Jephthah is listed as one of the many judges over Israel in the Book of Judges. In his description he is “the son of a prostitute” and was forced out of his home by his brothers because he was “the son of another woman” (Judges 11:1-2). He then makes his home in Tob, east of Gilead, where he is surrounded by “worthless fellows”.
He is chosen to head the nation if he leads Israel against the Ammonites. Fervently yearning for divine direction, a vow was made between Jephthah and God:
“If you without fail give the sons of Ammon into my hand, it must also occur that the one coming out, who comes out of the doors of my house to meet me when I return in peace from the sons of Ammon, must also become Jehovah’s, and I must offer that one up as a burnt offering.” (Judges 11:31)
Unfortunately the first one to greet him after his return was his only daughter who remains unnamed.
As painful as it was, he informs his daughter of the vow. She understands her father must mind the Lord so she asks “Let this thing be done for me: leave me alone two months, that I may go up and down on the mountains and weep for my virginity, I and my companions” (Judges 11:38.) Upon her return he “did with her according to his vow” (Judges 11:40.)
This brief story in Judges 11 is very troubling since it contradicts the Law laid out in Deuteronomy 18:10 “There shall not be found among you anyone who burns his son or his daughter as an offering, anyone who practices divination or tells fortunes or interprets omens, or a sorcerer”.
Why would the protagonist, Jehovah, allow Jephthah to sacrifice his daughter?
While researching this topic I found it to be highly debatable. According to The Watchtower a human sacrifice was out of the question because “Not only was God’s spirit acting upon Jephthah when he made his vow but Jehovah also blessed his endeavor”. Jephthah’s vow meant that he would devote the first one’s soul he met to the service of God. The vowing of souls is also mentioned in 1 Samuel when Hannah dedicated Samuel to the Lord’s service. Based on this view, he kept his daughter celibate for the rest of her life which would explain the mourning she requested since the most important goal for a Hebrew woman was to give an heir to the family name.

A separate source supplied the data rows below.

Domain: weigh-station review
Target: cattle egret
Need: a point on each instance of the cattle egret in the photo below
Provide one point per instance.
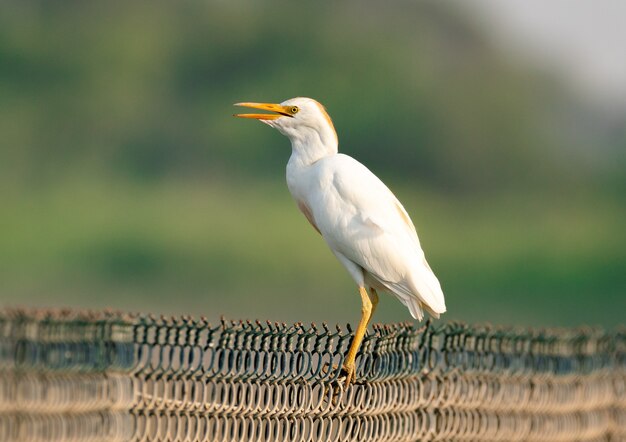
(360, 219)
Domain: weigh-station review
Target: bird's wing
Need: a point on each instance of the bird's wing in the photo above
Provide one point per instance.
(360, 218)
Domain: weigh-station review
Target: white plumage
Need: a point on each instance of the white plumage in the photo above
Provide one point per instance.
(360, 219)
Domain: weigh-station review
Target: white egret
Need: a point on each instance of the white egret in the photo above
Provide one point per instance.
(360, 219)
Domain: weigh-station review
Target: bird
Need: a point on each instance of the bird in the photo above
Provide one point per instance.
(363, 223)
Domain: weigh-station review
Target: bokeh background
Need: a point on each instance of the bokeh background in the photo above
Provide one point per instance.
(126, 183)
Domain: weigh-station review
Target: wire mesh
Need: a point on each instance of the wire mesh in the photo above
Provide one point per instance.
(108, 376)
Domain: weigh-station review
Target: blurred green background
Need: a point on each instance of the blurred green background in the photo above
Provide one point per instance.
(126, 183)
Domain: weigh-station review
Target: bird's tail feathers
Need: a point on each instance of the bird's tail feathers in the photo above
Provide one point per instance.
(427, 288)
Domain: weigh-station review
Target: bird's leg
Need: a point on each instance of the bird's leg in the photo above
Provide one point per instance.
(374, 301)
(349, 366)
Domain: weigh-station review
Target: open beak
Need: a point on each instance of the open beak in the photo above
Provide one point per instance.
(280, 111)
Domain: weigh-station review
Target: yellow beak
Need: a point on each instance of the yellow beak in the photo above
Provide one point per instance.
(280, 111)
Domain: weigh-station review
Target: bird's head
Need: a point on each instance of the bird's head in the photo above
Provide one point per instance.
(303, 120)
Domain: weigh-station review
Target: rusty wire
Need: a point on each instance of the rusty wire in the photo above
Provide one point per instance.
(106, 376)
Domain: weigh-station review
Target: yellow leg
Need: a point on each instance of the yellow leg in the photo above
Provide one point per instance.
(367, 309)
(374, 300)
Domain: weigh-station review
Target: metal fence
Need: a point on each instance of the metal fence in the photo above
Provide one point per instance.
(105, 376)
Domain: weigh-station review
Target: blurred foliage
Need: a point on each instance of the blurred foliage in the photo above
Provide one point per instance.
(126, 182)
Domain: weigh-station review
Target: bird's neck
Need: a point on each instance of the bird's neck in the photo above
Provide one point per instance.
(308, 148)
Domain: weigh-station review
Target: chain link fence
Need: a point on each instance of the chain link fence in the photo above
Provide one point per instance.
(105, 376)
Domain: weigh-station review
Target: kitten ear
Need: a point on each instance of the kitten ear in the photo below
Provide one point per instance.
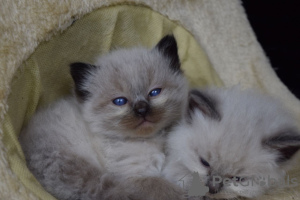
(168, 47)
(200, 101)
(80, 72)
(286, 143)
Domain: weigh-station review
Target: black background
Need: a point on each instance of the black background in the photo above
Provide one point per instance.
(276, 24)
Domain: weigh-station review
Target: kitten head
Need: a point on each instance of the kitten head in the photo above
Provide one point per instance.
(239, 143)
(132, 92)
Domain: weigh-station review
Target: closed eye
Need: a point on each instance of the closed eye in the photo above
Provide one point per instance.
(155, 92)
(120, 101)
(204, 162)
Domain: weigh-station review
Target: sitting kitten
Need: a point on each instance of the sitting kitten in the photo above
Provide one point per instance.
(108, 141)
(239, 142)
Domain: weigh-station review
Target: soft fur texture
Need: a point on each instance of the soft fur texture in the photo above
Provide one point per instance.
(241, 136)
(89, 148)
(221, 27)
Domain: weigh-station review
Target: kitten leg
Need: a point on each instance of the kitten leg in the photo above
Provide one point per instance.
(145, 188)
(68, 177)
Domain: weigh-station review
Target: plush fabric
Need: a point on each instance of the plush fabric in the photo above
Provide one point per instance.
(220, 27)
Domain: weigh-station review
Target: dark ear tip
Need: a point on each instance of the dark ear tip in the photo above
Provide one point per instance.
(168, 47)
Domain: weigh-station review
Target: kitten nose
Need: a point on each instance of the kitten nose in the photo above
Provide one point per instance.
(141, 108)
(214, 186)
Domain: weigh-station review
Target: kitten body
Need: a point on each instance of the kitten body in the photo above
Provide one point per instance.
(239, 142)
(108, 141)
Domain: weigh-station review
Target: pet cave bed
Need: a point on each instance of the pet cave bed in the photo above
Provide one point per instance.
(38, 40)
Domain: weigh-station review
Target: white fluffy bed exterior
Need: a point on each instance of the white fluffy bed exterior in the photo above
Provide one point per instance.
(221, 27)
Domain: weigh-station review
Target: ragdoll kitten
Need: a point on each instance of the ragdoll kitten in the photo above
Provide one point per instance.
(107, 141)
(239, 142)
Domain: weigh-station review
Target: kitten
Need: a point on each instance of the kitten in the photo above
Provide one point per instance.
(239, 142)
(107, 141)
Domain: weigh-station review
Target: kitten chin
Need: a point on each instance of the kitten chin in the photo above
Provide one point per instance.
(239, 142)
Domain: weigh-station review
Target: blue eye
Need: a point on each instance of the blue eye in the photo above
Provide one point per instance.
(120, 101)
(155, 92)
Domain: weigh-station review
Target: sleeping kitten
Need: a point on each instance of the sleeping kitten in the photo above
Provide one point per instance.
(239, 142)
(107, 141)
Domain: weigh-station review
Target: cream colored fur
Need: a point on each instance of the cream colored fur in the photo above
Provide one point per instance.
(221, 27)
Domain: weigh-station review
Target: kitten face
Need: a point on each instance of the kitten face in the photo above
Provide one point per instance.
(238, 142)
(135, 92)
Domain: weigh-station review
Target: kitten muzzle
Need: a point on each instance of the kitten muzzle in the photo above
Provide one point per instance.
(141, 108)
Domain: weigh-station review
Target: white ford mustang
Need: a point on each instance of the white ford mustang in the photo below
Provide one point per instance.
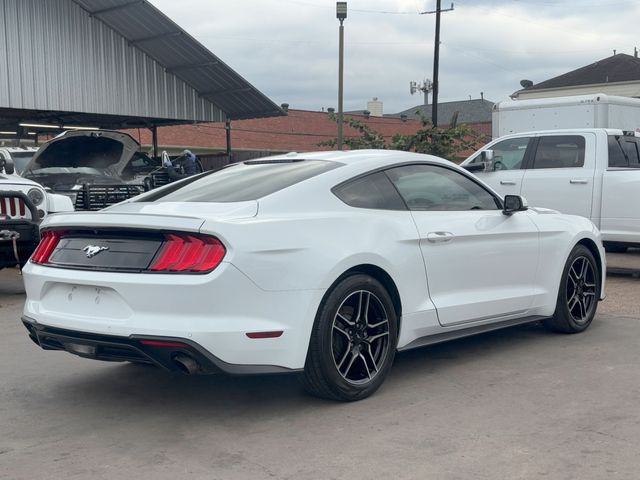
(325, 263)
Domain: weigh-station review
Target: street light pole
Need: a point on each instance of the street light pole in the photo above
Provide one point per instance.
(341, 13)
(436, 61)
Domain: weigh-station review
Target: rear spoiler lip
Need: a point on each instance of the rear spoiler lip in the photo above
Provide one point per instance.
(35, 218)
(108, 220)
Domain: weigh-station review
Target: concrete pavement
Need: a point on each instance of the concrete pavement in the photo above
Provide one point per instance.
(516, 404)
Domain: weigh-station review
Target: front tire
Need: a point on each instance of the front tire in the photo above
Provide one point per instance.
(353, 341)
(578, 294)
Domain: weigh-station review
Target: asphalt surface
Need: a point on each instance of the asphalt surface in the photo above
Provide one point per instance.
(516, 404)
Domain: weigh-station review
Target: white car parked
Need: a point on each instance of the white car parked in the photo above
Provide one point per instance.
(592, 172)
(23, 205)
(322, 263)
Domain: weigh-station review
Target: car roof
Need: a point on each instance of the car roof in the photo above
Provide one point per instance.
(359, 160)
(19, 149)
(608, 131)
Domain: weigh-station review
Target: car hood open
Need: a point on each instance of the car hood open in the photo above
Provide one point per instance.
(76, 157)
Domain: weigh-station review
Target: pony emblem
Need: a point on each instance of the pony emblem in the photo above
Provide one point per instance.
(92, 250)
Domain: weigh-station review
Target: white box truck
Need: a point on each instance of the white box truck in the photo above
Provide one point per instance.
(579, 111)
(591, 172)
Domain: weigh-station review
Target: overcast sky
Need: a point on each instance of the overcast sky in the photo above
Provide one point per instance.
(289, 48)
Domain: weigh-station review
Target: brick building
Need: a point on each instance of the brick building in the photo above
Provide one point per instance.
(300, 131)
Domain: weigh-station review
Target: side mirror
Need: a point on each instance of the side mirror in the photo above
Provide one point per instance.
(513, 204)
(487, 160)
(59, 203)
(8, 166)
(487, 155)
(474, 167)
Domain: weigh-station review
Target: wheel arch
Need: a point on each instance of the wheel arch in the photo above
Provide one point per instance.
(383, 277)
(593, 248)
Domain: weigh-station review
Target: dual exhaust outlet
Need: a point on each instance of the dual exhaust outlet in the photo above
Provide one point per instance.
(186, 364)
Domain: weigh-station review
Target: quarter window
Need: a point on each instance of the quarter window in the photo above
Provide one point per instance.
(560, 151)
(434, 188)
(373, 191)
(623, 152)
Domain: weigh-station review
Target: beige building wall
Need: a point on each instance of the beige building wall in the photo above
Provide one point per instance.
(623, 89)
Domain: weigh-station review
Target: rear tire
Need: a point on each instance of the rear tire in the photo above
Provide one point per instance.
(353, 342)
(578, 294)
(615, 248)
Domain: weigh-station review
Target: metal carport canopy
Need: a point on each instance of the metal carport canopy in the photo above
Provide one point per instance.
(148, 29)
(112, 64)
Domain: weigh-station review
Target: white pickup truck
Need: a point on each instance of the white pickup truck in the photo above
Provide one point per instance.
(591, 172)
(23, 205)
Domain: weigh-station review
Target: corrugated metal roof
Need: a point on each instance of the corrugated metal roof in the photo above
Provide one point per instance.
(149, 30)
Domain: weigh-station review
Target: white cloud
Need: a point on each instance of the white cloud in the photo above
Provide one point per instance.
(288, 48)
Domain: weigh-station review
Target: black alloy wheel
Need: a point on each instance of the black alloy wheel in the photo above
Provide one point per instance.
(353, 341)
(578, 294)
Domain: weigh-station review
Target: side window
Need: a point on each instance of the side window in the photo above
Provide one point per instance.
(630, 147)
(373, 191)
(434, 188)
(617, 156)
(560, 151)
(507, 154)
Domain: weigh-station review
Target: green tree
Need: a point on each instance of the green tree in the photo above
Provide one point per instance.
(447, 142)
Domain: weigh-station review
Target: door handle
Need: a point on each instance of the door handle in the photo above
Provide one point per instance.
(439, 237)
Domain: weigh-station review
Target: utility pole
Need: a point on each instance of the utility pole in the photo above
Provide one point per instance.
(436, 60)
(341, 14)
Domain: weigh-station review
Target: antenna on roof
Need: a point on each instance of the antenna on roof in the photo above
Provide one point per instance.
(426, 87)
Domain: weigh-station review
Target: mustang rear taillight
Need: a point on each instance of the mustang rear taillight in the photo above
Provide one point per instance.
(188, 253)
(48, 243)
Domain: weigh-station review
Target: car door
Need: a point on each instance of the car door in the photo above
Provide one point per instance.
(620, 219)
(560, 173)
(506, 169)
(480, 263)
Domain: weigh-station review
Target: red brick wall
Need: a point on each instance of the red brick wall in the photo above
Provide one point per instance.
(300, 131)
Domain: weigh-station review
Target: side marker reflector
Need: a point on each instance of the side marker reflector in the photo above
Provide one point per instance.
(256, 335)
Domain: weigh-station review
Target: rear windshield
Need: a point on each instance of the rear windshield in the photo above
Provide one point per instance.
(242, 182)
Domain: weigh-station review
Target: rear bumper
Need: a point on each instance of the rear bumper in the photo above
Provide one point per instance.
(160, 351)
(216, 311)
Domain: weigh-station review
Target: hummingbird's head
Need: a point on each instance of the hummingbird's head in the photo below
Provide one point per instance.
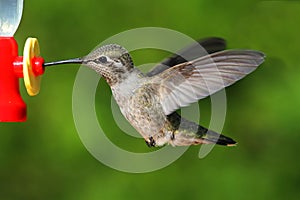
(111, 61)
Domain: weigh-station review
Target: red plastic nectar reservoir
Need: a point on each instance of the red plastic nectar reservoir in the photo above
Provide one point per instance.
(12, 107)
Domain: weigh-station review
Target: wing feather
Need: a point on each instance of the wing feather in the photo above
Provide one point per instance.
(188, 82)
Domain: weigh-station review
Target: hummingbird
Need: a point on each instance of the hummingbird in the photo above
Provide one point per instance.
(149, 101)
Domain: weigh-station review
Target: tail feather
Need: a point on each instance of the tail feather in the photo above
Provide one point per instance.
(213, 137)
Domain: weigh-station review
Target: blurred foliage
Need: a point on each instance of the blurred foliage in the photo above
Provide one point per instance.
(44, 158)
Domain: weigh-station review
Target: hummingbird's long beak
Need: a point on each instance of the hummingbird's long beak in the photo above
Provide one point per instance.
(69, 61)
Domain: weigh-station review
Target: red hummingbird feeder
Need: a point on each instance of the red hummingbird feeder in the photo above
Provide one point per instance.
(13, 67)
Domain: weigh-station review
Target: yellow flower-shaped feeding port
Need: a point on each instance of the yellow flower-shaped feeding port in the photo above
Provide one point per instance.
(32, 82)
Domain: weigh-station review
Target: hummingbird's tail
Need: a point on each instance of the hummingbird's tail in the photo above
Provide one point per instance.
(210, 137)
(189, 133)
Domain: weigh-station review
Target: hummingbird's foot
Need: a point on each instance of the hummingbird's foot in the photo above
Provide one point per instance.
(150, 142)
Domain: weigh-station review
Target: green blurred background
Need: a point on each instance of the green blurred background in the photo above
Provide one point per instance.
(44, 158)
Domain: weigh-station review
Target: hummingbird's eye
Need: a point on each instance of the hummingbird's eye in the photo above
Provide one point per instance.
(102, 59)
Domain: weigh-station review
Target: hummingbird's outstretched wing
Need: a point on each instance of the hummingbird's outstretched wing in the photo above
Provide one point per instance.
(201, 48)
(188, 82)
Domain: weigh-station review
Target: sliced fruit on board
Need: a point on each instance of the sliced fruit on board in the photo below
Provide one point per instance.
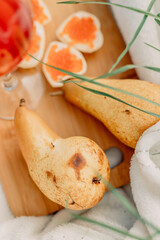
(36, 47)
(63, 56)
(81, 30)
(41, 12)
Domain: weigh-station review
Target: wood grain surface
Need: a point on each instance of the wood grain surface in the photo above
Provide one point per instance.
(23, 196)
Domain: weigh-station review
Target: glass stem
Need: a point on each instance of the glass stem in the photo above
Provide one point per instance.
(8, 82)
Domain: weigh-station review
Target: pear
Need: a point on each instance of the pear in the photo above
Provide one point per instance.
(67, 170)
(125, 122)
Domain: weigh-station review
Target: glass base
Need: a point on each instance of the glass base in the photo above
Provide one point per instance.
(23, 84)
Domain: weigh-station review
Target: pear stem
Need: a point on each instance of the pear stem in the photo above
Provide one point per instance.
(58, 93)
(22, 102)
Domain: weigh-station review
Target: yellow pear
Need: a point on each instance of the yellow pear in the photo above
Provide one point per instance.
(125, 122)
(66, 170)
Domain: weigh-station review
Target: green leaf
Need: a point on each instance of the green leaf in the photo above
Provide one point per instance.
(122, 69)
(117, 99)
(157, 49)
(156, 17)
(157, 20)
(134, 37)
(112, 228)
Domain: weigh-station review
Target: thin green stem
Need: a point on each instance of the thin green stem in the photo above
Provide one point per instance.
(113, 4)
(152, 46)
(134, 37)
(117, 99)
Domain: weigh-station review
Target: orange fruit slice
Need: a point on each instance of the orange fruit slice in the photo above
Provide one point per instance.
(36, 47)
(81, 30)
(63, 56)
(41, 12)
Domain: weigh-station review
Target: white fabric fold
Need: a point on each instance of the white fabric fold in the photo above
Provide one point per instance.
(145, 167)
(62, 226)
(145, 175)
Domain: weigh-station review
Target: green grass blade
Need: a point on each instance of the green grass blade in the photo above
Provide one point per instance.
(157, 20)
(125, 92)
(156, 17)
(82, 78)
(134, 37)
(152, 46)
(124, 69)
(118, 99)
(112, 228)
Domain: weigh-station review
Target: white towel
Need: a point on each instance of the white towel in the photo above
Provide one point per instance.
(145, 173)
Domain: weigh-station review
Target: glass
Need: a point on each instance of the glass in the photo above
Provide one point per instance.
(15, 33)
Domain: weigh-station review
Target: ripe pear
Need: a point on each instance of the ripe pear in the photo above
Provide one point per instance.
(65, 170)
(125, 122)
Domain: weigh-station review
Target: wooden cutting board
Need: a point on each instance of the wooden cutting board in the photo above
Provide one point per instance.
(23, 196)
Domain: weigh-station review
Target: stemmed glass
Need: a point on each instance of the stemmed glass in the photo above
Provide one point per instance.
(15, 33)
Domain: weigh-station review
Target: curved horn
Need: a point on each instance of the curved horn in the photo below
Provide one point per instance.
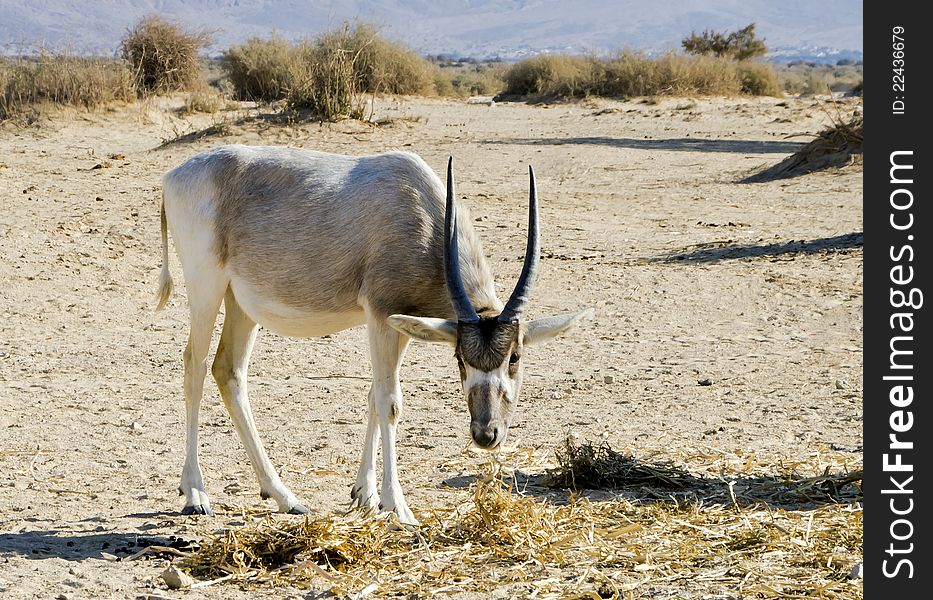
(526, 280)
(458, 297)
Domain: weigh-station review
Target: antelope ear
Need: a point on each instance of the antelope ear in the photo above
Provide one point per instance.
(541, 330)
(426, 329)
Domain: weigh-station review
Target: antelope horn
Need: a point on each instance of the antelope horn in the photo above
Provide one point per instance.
(458, 297)
(519, 299)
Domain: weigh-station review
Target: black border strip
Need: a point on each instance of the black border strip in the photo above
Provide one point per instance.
(898, 365)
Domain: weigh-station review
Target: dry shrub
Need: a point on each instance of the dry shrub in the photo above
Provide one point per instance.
(635, 74)
(838, 145)
(163, 56)
(202, 102)
(553, 75)
(28, 85)
(323, 81)
(260, 69)
(758, 79)
(673, 74)
(330, 74)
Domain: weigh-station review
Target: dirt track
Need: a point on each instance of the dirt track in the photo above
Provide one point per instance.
(693, 276)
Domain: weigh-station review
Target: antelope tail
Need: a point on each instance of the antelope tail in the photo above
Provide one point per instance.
(165, 278)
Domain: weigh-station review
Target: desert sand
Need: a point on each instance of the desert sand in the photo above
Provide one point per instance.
(753, 289)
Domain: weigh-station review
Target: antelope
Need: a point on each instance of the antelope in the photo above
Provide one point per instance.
(307, 244)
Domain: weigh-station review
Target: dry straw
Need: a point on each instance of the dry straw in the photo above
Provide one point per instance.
(662, 531)
(838, 145)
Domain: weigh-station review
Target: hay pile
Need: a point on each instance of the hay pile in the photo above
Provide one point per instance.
(732, 538)
(838, 145)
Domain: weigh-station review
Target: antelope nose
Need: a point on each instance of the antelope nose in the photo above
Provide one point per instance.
(484, 436)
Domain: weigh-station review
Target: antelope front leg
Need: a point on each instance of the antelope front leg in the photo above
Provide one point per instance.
(364, 491)
(387, 347)
(229, 370)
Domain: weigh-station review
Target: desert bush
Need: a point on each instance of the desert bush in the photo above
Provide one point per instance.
(202, 102)
(758, 79)
(323, 81)
(811, 78)
(381, 66)
(260, 69)
(741, 44)
(461, 80)
(635, 74)
(673, 74)
(553, 75)
(330, 74)
(163, 56)
(28, 85)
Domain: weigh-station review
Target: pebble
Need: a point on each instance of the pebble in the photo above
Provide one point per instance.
(856, 572)
(176, 579)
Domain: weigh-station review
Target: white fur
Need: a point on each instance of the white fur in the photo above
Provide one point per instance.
(341, 203)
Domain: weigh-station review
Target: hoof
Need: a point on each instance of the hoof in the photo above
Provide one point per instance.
(197, 510)
(298, 509)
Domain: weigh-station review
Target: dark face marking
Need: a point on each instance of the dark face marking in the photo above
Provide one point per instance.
(489, 357)
(487, 344)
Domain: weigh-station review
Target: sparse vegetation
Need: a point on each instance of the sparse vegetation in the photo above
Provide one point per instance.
(634, 74)
(202, 102)
(838, 145)
(461, 79)
(810, 79)
(260, 69)
(741, 44)
(29, 85)
(164, 57)
(330, 74)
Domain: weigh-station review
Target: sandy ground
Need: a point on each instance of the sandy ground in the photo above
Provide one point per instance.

Martin Luther wrote, “Some affirm that he did not sacrifice her; but the text is clear enough.” Ancient Jews understood that the daughter was a literal burnt offering. The Targum of Jonathan states: It was a custom in Israel in order that no one should make his son or his daughter a burnt-offering, as Jephthah did, and did not consult Phinehas the priest. Had he done so, he would have redeemed her with money. Tim Chaffey claims Jephthah is never called a godly man for good reason-he did was was “right in his eyes”. Leviticus 5:4-6 allows for a trespass offering after making a rash vow such as Jephthah’s. As a leader of the Israelites no price was too high to save an only child. He suggest Jephthah either didn’t know the law, and if he did he didn’t use it. It was a symbol of pride and a misunderstanding – or lack of – the Mosaic Law. It is important to remember that in Judges 21:25 is says, “In those days, there was no king in Israel, everyone did what was right in his eyes.” Jephthah was too arrogant to recieve guidance from Phinehas according to Ralbag, Radak and Idn Ezra. He thought he knew best since he was the general of the Israelite forces. This would explain why Jephthah became ill and lost many limbs-he was punished by the protagonist for sacrificing his daughter and breaking the Law.
Whether the reader has a “dedication view” or “sacrificial view” on this episode in Judges 11, it is just the beginning of Israel’s shortcomings in Judges. Soul dedication seems more logical to me, but this is the Old Testament we are talking about. That being said a literal sacrifice could have actually happened. This story serves as an example to show how the protagonist wants vows to be kept and the Law to be followed.